Un terrain préparé, mais une pilule qui passe mal
Les investisseurs ont visiblement peu goûté le coup de bambou tarifaire appliqué, à des degrés divers, sur les gammes de Mac et d’iPad. Apple avait pourtant tenté d'arrondir les angles et de la jouer avec tact. Une semaine auparavant, le constructeur avait soigneusement préparé le terrain en laissant entendre qu’un ajustement de sa grille devenait inévitable.
Apple augmente les prix des Mac de 100 à 700 € : 799 € pour un Neo, 1 399 € pour l’Air et 2 999 € pour le Studio
Surtout, Cupertino s’est bien gardé de toucher, pour l'instant, à l'étiquette de sa poule aux œufs d'or : l'iPhone. Un statu quo stratégique qui ne durera sans doute qu'un temps ; la douloureuse sur les smartphones attendra vraisemblablement le traditionnel keynote de septembre.

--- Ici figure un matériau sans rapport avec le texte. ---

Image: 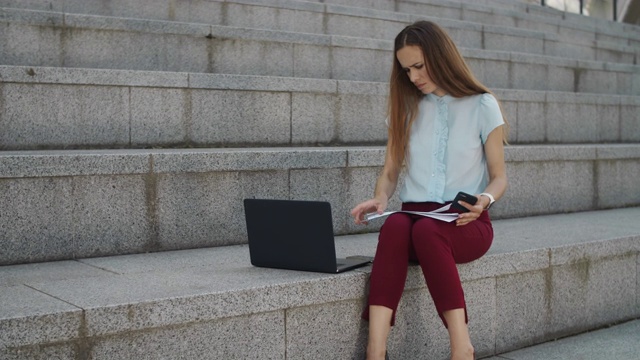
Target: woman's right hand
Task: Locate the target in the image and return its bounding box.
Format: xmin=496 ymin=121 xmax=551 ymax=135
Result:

Cette volonté de retarder l’échéance sur l'iPhone coule de source. La dynamique autour du produit phare étant particulièrement soutenue depuis quelques trimestres, il aurait été malvenu de la casser en plein vol. Apple a logiquement préféré actionner le levier des prix sur d'autres segments. D'une part, parce que son avance sur la concurrence lui offre une plus grande marge de manœuvre sur les tablettes et les ordinateurs. D'autre part, parce que c'est sur ce matériel que la flambée du coût des composants est la plus dramatique. Une réalité particulièrement criante sur les Mac haut de gamme, gavés de mémoire vive et d'espace de stockage.

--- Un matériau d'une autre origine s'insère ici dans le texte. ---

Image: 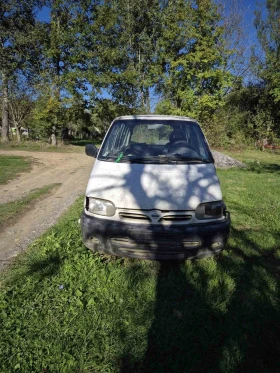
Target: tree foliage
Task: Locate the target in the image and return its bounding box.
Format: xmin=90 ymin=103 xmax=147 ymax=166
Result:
xmin=0 ymin=0 xmax=280 ymax=145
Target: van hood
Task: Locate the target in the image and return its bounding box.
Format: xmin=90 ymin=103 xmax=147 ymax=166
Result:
xmin=86 ymin=160 xmax=222 ymax=210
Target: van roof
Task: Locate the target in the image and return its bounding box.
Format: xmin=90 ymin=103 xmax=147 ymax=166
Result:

Les compteurs boursiers remis à zéro
Quoi qu’il en soit, la réaction de Wall Street a été épidermique. Ce brutal coup de frein vient effacer d'un revers de main la quasi-totalité des bénéfices boursiers engrangés cette année. L'action Apple ne s'accroche plus qu'à une timide progression de 1,5 % depuis le 1er janvier.